Pat Luebke is an important member of the Air Facts team and has been part of my aviation magazine family for more than 37 years. She is not a pilot but has always been perceptive not only about the magazine business but also about the flying part even though she is not a pilot. As a result, when she asks a question it is usually a good question and it is often a challenge to come up with a good answer.
Pat writes for Avionics News and recently wrote a story about Andy Davis, CEO of UK-based Trig Avionics. Prior to that he had done a tour as a charter and corporate pilot in Europe. He spoke fondly of that: “I actually miss being a pro pilot – it was good fun and quite different than business. A cockpit is an organized environment where it’s possible to know exactly what you’re doing at all times.”
Pat’s question and the subject of this blog is: “Is it possible to know at all times what you’re doing when you’re flying?”
Twenty or thirty years ago I wrote a story about situational awareness. I did this before that became a popular subject among aviation educators who have now hung buzzwords and memory puzzles on almost everything in aviation. If I answer ”yes” to Pat’s question, it has to do with situational awareness.
I want to tie this a little to John’s blog about flight training. It has always been my notion that we should sell learning to fly as something that everyone is not suited for. It is something special; are you good and sharp enough to master the art of flying? You are going to have to be above average on dexterity as well as quick of mind because things happen and change fast in airplanes, even in the most basic airplanes.
Flying should be treated as an elitist activity, not in terms of dollars but ability.
If we look at it this way then it is not only possible to know exactly what you are doing at all times, it is required. Put another way, right before every accident a pilot is flying without knowing everything that is going on in, with, around and about his airplane. Part of the requirement is quickly recognizing anything that changes and compensating right away.
A lot of accidents happen in the landing phase of flight. Some are serious. A recent Citation landing accident in North Carolina took five lives. It’ll be a long time before an accident report is issued but here we are going to use that and similar accidents to examine the challenges found in approaches and landings.

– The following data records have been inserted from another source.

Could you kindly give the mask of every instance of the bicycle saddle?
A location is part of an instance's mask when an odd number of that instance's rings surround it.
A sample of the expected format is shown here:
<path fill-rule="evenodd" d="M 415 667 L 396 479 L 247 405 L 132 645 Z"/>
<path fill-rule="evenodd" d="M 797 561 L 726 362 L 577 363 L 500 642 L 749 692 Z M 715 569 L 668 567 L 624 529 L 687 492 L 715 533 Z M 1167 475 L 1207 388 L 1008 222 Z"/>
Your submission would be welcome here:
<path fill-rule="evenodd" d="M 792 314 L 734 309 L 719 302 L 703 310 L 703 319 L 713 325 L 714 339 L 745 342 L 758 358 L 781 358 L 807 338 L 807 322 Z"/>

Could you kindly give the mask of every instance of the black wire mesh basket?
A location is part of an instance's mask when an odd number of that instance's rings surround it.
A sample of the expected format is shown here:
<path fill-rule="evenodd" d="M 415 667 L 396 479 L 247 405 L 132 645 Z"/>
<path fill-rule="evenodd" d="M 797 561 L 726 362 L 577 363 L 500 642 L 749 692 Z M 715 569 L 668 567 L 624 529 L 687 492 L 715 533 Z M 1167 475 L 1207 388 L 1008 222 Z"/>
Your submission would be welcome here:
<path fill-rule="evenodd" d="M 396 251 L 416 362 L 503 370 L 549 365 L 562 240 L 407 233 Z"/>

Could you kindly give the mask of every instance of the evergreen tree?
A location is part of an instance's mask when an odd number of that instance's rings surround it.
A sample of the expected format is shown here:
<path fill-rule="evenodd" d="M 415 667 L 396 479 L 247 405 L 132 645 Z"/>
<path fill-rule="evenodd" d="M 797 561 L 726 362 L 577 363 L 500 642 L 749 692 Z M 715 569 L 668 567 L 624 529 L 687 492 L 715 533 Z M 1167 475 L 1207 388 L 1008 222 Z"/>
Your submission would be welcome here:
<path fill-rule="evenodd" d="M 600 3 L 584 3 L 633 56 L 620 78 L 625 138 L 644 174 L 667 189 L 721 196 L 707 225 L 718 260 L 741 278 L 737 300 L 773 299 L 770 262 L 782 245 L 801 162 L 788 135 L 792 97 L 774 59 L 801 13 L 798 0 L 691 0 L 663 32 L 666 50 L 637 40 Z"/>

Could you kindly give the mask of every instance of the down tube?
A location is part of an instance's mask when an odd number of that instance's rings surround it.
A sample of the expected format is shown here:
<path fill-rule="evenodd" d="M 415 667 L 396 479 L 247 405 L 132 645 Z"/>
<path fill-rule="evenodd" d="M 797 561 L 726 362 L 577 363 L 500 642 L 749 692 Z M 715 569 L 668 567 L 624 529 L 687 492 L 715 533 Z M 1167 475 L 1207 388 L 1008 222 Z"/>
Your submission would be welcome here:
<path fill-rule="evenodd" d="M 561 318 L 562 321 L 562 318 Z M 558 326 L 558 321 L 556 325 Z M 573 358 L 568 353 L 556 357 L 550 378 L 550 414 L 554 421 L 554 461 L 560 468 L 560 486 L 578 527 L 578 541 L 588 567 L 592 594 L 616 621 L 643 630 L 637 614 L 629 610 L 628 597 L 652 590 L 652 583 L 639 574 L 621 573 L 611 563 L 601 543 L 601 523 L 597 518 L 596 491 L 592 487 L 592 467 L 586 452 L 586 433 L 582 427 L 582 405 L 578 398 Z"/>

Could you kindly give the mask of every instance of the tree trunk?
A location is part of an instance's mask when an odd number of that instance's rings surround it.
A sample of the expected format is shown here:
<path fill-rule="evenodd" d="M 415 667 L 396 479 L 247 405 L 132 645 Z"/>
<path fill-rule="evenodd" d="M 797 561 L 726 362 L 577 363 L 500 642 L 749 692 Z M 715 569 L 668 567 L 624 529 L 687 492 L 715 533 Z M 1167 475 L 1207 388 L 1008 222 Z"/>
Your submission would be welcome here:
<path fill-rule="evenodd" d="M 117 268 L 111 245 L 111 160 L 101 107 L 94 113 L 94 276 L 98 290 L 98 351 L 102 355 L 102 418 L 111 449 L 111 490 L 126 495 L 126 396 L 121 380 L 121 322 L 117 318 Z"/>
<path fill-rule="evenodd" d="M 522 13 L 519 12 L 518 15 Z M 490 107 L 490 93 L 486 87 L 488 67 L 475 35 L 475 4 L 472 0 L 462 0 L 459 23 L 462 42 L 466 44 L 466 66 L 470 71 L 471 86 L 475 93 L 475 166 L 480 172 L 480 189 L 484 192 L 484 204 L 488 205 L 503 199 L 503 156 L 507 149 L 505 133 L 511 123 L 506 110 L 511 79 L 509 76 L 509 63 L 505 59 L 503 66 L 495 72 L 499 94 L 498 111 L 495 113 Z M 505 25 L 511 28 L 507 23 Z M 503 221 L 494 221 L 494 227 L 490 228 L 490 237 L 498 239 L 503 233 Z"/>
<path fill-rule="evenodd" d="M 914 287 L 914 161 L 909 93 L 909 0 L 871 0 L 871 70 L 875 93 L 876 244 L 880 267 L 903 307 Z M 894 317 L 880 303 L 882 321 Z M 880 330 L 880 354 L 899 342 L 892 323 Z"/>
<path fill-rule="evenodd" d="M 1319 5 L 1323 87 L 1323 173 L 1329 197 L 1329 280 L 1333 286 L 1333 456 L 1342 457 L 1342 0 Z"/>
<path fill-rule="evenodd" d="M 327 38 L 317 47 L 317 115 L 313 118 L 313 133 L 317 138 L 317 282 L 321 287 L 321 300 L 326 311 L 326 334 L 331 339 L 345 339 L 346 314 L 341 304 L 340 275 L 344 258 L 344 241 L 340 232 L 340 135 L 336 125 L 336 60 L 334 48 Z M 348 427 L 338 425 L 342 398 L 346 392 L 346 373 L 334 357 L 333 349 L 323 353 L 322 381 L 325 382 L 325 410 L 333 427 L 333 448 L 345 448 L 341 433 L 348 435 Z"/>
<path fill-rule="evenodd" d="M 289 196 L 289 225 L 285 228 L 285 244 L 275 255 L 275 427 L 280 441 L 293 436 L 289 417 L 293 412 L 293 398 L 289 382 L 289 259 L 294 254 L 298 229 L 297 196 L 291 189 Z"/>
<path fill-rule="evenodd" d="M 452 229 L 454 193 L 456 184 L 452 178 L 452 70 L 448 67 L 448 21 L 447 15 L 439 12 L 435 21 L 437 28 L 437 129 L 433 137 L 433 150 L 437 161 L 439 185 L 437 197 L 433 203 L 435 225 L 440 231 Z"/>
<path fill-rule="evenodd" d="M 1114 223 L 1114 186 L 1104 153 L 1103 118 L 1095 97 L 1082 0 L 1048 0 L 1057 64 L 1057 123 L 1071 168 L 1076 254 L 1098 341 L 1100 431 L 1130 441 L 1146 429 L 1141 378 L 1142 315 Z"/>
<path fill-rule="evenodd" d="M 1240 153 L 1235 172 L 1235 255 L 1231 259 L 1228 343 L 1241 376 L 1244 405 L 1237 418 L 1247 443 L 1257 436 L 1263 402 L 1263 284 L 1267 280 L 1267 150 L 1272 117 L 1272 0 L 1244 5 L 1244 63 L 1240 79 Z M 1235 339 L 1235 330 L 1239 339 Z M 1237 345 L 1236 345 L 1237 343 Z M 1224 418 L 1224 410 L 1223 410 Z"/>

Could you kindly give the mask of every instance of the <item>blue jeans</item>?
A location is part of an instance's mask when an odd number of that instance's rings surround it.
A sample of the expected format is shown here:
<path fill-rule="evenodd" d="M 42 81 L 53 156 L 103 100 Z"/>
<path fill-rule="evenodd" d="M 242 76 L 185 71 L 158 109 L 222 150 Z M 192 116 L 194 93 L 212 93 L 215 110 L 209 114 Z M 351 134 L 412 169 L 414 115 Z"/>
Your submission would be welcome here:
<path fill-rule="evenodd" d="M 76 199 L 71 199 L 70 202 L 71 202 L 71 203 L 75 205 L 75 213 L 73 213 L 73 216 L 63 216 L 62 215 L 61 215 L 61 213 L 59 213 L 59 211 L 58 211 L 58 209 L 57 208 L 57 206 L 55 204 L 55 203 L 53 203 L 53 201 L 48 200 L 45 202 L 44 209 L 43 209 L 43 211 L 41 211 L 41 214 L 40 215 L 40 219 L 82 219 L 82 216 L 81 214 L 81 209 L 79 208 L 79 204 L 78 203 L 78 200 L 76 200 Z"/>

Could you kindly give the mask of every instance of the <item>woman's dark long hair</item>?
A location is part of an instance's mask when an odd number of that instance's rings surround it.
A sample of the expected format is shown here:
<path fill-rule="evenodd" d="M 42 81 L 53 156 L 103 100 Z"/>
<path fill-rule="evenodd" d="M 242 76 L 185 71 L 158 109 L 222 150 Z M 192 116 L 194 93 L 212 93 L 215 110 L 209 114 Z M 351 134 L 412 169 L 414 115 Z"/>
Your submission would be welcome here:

The airport at Franklin, N. C. is in mountainous terrain. The runway is 4,400 feet long, plenty for a Citation, but the visual illusions caused by rough terrain have to be carefully considered and dealt with when planning such an approach.
The witness reports from newspaper clippings told two slightly different stories. One was that the pilot made a first approach that was too high and then aborted that one and came back to try again. The airplane was high on the second approach but came down steeply in an effort to get to the runway. The airplane landed nosewheel first, gyrated, a wingtip hit the ground and the airplane cartwheeled and burst into flames.
The slightly different report said that the airplane approached in a steep descent, landed nosewheel first and that the accident happened as the pilot attempted a go around.
A pilot has to be aware of a lot of things on approach because there is often little tolerance for error. The airplane needs to be not a little to the right and not a little to the left, but right on the final approach. Nor can it be a little too high or a little too low, it must be right on the approach slope whether defined electronically, with visual aids, or by the pilot’s knowledge of what a correct approach slope looks like.
Airspeed is another big factor. Approaches that result in the airplane crossing the runway threshold at precisely the correct height and speed are absolutely required, especially if the runway is of marginal length.
All of these things illustrate why a pilot has to know all about everything all the time when flying. That enables the making of good plans that lead to that precise arrival at the approach end of the runway. If everything is not just right, it needs to put on the path of righteousness sooner rather than later.
Another critical area is single-pilot IFR operation. This is a complex task with many elements that have to be kept current in the pilots thinking process.
Curiously, the same FAA that wants to require a pilot in the right seat of an airliner to have the highest certificate they issue and 1,500 hour flying time not too long ago diluted the requirements for an instrument rating. Now a pilot with not much over 100 hours is deemed fit for the same flying operations as the pilot in the left seat of that airliner. And he can do it all alone.
The FAA lowered the instrument rating requirements because some badly misguided people pressured them to do so to make the training cheaper. The accident record suggests that it should have been made more extensive as well as more demanding. Certainly a pilot doing single-pilot IFR needs to know more than 70-percent of what is going on as he flies along. A good autopilot might take up some of the slack some of the time but is no substitute for the pilot’s thinking ability.
I have been accused of taking flying too seriously and maybe this business about precise flying suggests that is true though I always thought it was a lot of fun to try to make every flight a perfect flight. I even wrote a book about that.
What do you think? Should pilots be cut a little slack or should all strive to be truly elite aviators by knowing all about everything all of the time? Do you think that is even possible? Is knowledge of 70-percent of the material really an acceptable passing grade?